Trading near $70 per share at the end of the first week in July, Amazon appears overvalued. The price is very steep considering its volatile past and its razor thin profit margins. One thing AMZN has delivered is top line growth. Sales have been increasing at a very robust rate, yet very little falls to the bottom line. This means little cash is left to distribute to shareholders.
Even though Amazon retains all income to plow back into growth, stocks are valued on the premise of CF that could be distributed if the company so chose. Revenue has grown an average 28% annually the past 5 years, yet operating margins have average just a little more than 4% and net margins less than 2%.
Currently AMZN trades at 68x this years estimated earnings and 52x next year. Google trades 32x next year’s eps and Ebay trades at 24x. Both have Similar growth prospects as Amazon, but their margins are extremely higher and they also don’t have to invest in physical inventory such as AMZN.
No matter how fast Amazon expands, the fact is profitability will remain weak due to intense competition endemic to the retail industry. Amazon has to offer low prices to bring consumers to cyberspace as opposed to the bricks and mortar outlets. Prices also have to be low enough to offset the cost of shipping. Many large bricks and mortar companies are becoming more savvy with creating and managing their online stores. As they continue to improve, Consumers can shop online and possibly have the option to pick the items up from a physical store if one exists nearby.
Amazon is working on providing more web-based services and downloadable media products but competition looms there as well. In that aspect, Amazon is up against the likes of Google, Ebay, and Yahoo, all of whom have been in the game much longer. Additionally, AMZN has had to spend heavily on research and development in those endeavors essentially offsetting much of the benefits it provides. Amazon's share price has nearly doubled since April on the heels of improved earnings and outlook.
Some of theEPS improvement can be attributed to an artificially low tax-rate due to loss-carryovers, favorable forex translation, and cutbacks in R&D. So, the question is: are those conditions sustainable in the long-run?
3 years ago AMZN earned $1.39 / share with the aid of a negative tax rate and a lower R&D spending the next two years EPS declined to $.78 then to $.45. This year’s EPS is expected to be up @ $1.02 but with rates rising and a tired consumer, sustaining EPS growth will still be difficult even if AMZN has additional help with low tax rates and forex gains.
Revenues have to continue their rapid pace for a substantial length of time and margins have to expand in order to justify the current price. At AMZN’s current level, the required rate of return is too low given the involved risks. Amazon has to meet very high expectations just to keep to stock where it is now, eliminating upside potential and creating huge downside risks.
Many of Amazon’s peers trade at lower multiples and they are better performers. That’s contrary to fundamental logic of paying up for higher returns. It doesn’t make sense to pay more and get less.

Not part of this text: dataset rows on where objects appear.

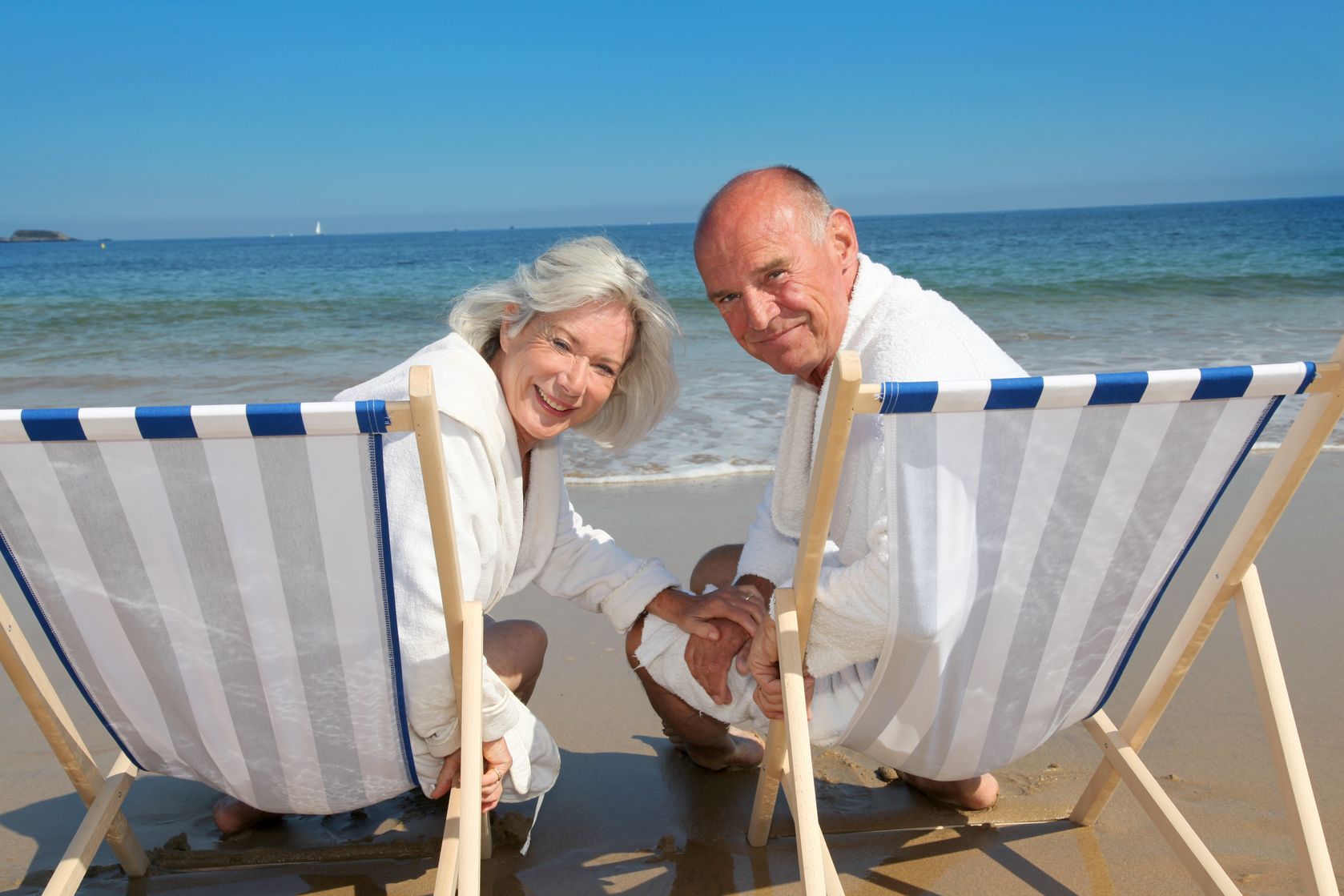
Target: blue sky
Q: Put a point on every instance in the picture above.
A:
(229, 119)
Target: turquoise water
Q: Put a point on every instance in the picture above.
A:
(299, 319)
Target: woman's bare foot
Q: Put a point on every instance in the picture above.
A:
(971, 793)
(735, 749)
(233, 816)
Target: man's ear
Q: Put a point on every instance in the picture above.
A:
(843, 238)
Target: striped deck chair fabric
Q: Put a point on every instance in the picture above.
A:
(222, 601)
(1035, 524)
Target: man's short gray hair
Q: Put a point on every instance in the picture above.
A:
(812, 202)
(567, 275)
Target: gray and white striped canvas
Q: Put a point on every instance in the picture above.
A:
(223, 605)
(1028, 548)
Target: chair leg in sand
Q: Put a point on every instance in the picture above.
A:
(1105, 449)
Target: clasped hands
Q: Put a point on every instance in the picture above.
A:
(497, 762)
(723, 638)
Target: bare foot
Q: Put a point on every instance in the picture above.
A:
(735, 749)
(969, 793)
(233, 816)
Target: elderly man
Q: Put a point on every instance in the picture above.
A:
(785, 271)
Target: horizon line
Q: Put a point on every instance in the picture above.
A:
(668, 223)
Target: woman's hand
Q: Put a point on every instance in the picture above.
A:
(497, 762)
(694, 614)
(763, 665)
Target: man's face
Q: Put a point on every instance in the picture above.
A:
(784, 297)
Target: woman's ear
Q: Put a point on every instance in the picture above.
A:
(505, 325)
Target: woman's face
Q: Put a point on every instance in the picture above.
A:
(561, 368)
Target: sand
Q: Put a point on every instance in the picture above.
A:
(630, 816)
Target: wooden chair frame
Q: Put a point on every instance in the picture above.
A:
(1233, 577)
(463, 842)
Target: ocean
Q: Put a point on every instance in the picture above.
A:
(284, 319)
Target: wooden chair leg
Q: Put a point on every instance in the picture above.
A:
(832, 876)
(1302, 817)
(41, 697)
(445, 879)
(91, 832)
(1276, 488)
(767, 785)
(469, 705)
(808, 829)
(1164, 814)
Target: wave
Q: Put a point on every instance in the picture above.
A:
(719, 471)
(707, 472)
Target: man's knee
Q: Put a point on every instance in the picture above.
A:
(534, 636)
(717, 569)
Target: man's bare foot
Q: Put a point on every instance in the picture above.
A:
(233, 816)
(969, 793)
(737, 749)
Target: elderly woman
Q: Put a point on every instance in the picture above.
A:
(580, 339)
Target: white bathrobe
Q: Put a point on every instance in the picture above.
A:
(503, 544)
(901, 332)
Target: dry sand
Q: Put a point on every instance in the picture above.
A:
(630, 816)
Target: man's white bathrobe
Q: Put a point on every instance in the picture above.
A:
(503, 544)
(901, 332)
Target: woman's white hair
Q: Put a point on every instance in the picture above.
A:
(567, 275)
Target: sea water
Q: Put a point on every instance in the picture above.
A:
(300, 317)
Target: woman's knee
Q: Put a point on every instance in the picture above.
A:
(717, 569)
(515, 649)
(632, 642)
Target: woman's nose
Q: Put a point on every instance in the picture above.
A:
(573, 376)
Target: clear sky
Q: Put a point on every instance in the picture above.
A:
(227, 119)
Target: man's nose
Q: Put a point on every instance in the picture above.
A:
(759, 308)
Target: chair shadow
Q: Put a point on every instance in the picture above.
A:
(174, 825)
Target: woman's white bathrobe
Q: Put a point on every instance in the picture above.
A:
(501, 545)
(902, 332)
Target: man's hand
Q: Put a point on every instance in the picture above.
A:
(695, 614)
(497, 762)
(710, 660)
(763, 665)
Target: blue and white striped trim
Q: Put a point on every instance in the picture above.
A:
(1143, 388)
(192, 422)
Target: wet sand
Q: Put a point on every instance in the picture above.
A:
(630, 816)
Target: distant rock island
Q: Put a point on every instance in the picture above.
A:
(38, 237)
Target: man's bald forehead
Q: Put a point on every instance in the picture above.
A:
(793, 187)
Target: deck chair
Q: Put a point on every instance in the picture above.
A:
(216, 582)
(1034, 525)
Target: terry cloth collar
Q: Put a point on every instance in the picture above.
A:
(803, 424)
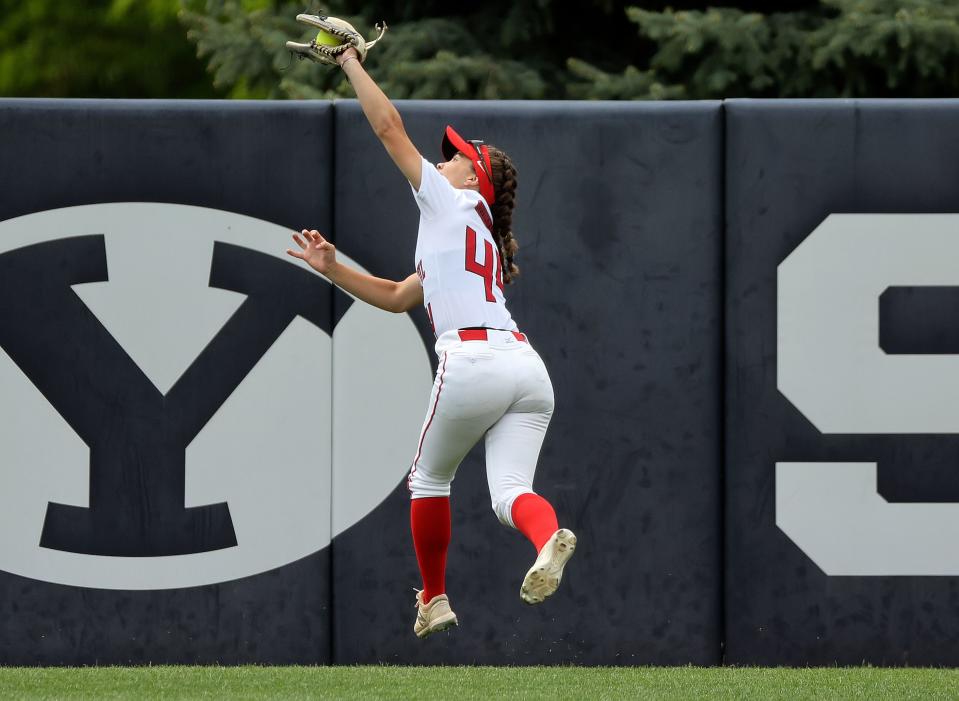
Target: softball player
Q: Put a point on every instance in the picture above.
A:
(489, 380)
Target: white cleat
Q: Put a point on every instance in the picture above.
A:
(544, 576)
(434, 616)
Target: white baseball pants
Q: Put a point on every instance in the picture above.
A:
(498, 387)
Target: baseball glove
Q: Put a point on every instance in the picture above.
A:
(321, 53)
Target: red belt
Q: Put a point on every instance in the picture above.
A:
(481, 335)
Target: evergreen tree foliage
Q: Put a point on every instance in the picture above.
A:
(99, 48)
(499, 49)
(843, 48)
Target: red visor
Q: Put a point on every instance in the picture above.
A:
(478, 154)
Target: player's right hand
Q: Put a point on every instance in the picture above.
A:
(315, 250)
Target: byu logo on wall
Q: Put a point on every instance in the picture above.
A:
(184, 404)
(833, 369)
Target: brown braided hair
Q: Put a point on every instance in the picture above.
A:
(504, 184)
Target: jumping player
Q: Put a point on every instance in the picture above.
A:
(489, 380)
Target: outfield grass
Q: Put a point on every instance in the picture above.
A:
(476, 683)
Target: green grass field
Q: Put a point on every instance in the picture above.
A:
(476, 683)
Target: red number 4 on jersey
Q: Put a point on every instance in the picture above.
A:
(484, 270)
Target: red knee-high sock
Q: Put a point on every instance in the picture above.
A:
(430, 523)
(534, 517)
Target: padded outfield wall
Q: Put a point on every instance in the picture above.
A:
(746, 309)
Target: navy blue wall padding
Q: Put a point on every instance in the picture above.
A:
(272, 161)
(789, 164)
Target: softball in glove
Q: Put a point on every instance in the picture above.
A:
(322, 53)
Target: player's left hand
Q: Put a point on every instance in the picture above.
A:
(319, 253)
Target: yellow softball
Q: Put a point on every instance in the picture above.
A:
(324, 38)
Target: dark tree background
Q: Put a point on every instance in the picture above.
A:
(546, 49)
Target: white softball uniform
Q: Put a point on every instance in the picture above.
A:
(488, 381)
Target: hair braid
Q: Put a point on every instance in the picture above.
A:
(504, 183)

A more realistic valuation in my opinion is $45/Share. I definitely believe the stock has gotten ahead of itself, and short covering has definitely helped push the stock higher as 8 million shares of short interest got squeezed out last month.
I wouldn’t bet against this price momentum either; I wouldn’t short it unless the technicals completely collapsed. I wouldn’t buy it either unless it dropped into the low 40’s.